I injected these.  Butter and Apple juice.

Then wrapped them in foil, added apple juice and seasoning.

Flavor was great, but I was doing these at work and ran out of time.  Just a little tough.  could have used more time in the foil.

It's been a while;  I think that they got about an hour @ 225* before wrapping, then another hour.  Could have used a coule hours wrapped.

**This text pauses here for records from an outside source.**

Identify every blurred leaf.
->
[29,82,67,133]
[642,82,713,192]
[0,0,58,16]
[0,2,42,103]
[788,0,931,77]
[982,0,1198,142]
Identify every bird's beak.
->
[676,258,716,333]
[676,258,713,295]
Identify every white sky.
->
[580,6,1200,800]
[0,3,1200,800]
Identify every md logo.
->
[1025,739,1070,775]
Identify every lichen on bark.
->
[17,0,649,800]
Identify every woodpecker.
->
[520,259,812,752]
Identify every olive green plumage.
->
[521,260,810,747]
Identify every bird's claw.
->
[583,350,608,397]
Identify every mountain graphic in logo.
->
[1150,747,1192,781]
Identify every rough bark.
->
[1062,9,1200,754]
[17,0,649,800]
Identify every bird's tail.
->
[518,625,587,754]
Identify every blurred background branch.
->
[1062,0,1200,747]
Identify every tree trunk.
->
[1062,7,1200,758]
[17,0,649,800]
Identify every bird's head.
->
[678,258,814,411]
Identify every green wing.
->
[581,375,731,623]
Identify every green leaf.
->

Hard to call them "smoked", I guess, but they were pretty good.


----------



## K9BIGDOG (Jan 4, 2021)

I love squirrel, but if I was going to smoke them I think I'd brine them at least 6-12 hours in yiour basic 1 gallon water/1 cup kosher salt/3/4-1 cup brown sugar first.  I wouldn't use any brine that has a curing agent in it though, like Pink #1 or Tender Quick.  The bacon wrap would probably be good, too but I'd still brine before smoking regardless.


----------



## indaswamp (Jan 4, 2021)

I've never smoked a squirrel, but agree with the brining and either wrapping with bacon or aluminum foil and a braising liquid.


----------



## bill ace 350 (Jan 4, 2021)

Count Porcula said:


> Anyone can hit a deer!


I keep the population at acceptable levels with my .17 HMR


----------



## Bearcarver (Jan 4, 2021)

I haven't had any since I was a Kid, and that's been a long time.
I do remember that all my Mother did was Flour them in pieces & Fry them.
Like my GrandPop used to say "Not much meat on them, but Dang good Pickin".

Bear


----------



## chef jimmyj (Jan 4, 2021)

Cant help with smoking Squirrel, but Growing up, Squirrels or Bunnies at Grandma's house were made the same way...cut up, browned in Bacon Grease then simmered in Tomato Sauce until tender. Serve over Creamy Polenta with lots of Pecorino Romano.
Southern Smothered Squirrel is great. Fried and simmered in an Onion Pan Gravy.
Squirrels are also  great in BIGOS, Polish Hunters Stew, but that is much more involved cook...JJ


----------



## mosparky (Jan 4, 2021)

I have been watching for a good smoke for squirrel. If you or anybody finds one that knocks it out of the park, post it up. 
My absolute favorite game to hunt is squirrel.


----------



## WaterRat (Jan 4, 2021)

uncle eddie said:


> I have a mess of pheasant in the deep freeze and was thinking of smoking one just to try it...maybe I will just do the drumsticks/thighs.



Brine them, then wrap in bacon for the smoke, good stuff! Makes a nice appetizer, even cold, just set it there and slice off little bits.


----------



## HalfSmoked (Jan 5, 2021)

Thanks for the likes chili and LakeErieSMFR they are appreciated.

Warren


----------